Image of Fatal Roots: A County Cork Mystery
Release Date: 
January 7, 2020
Crooked Lane Books
Reviewed by: 

Sheila Connolly has been a busy writer, cranking out five series since 2008, along with novels and short stories. This new book is volume 8 in her County Cork Mysteries.

Here Boston-bred Maura Donovan continues the life change begun in earlier volumes, in which she inherited a house and business in Ireland. Since nothing was holding her back home, she stayed in the new country and adopted the rural lifestyle of her little village of Leap.

Yet before she’s fully settled—still not knowing the boundaries of her own land, or how to run a pub, or anything about the person she inherited from—a university student wakes her up one morning, wanting to explore the “fairy fort” on her property.

Fairy forts, also known as raths, are ancient circular ruins whose purpose isn’t fully understood. The student claims to be cataloging raths around Ireland as part of a research project, and first on her list is Maura’s fairy fort.

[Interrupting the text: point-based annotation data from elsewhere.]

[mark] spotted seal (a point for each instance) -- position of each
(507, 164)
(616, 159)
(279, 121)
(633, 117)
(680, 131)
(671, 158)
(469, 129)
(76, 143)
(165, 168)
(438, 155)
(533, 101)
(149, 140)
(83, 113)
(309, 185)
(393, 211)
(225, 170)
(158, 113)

Maura can see no reason to refuse, and besides, she’s curious. Following the students (more soon arrive) around the rath is a good way to learn about her land as well as the history and lore of her new country.

You can probably guess what happens: They find a body in the rath. And then one of the students disappears. When Maura probes for information from the locals, they turn secretive and emphasize the dangerous tales about fairy forts. Although naturally skeptical, Maura is nervous enough to wonder how much truth lies behind the legends.

Then her mother swoops in and introduces Maura’s teenage half-sister. The mother abandoned Maura as a child back in Boston, more than 20 years earlier, and they only just reunited in the previous volume. Their relationship is still unsettled—and the half-sister didn’t know Maura existed until being dragged along to Ireland, where her mother is involved in reviving a hotel.

The combined events leave Maura with a lot of disconnected, unnerving pieces on her plate, complicated by her kinda-sorta-maybe romance with Mick who helps at the pub. Even the pub offers no comfort, as its kitchen is under renovation and business is disturbingly slow.

Meanwhile, the friendly police can’t find out anything about the skeleton found in the fairy fort, aside from the fact it is far younger than the ruins. In fact, it’s just a few decades old, and the man clearly was murdered. He was likely known by the community, who have collectively zipped their lips.

All Maura can do is keep asking questions. In the process, readers learn about life in small Irish communities, whose unwritten history lives on in local memory. It seems to Maura that “any time anything happened, it was like scraping off the present to see pieces of the past. And the past wasn’t too far below the surface, only most of the time she didn’t recognize it at all, even though most people she knew here did.”

The author does a good job blending the background of the mystery with Maura’s background. Readers don’t have to read all preceding volumes to understand where Maura’s head is at in this book and how she got there. That allows the story to move forward . . . albeit slowly.

Most scenes involve personal interactions and Maura’s personal reflections. These make for an almost too-cozy mystery instead of a lively one. A heavier-handed edit could have perked it up by removing information repeated multiple times while Maura sorts out her role in things.

That role proves to be a complex one involving the past and present of all the key players. Answers come when the elder locals finally unzip their lips. Thus Maura’s “fatal roots” are exposed and explained, closing another episode in her continuing adventures.

It also provides good closure for the series, should the author choose to end here. She has already launched another one. Her previous series have run half dozen to a dozen volumes each, putting the County Cork Mysteries around the average limit. Then again, this prolific author produces more than one book a year, so we’ll likely see Maura again along with her fellow heroines in the Orchard Mysteries, the Museum Mysteries, the Relatively Dead Mysteries, and the Victorian Village Mysteries. Plenty for cozy lovers to enjoy!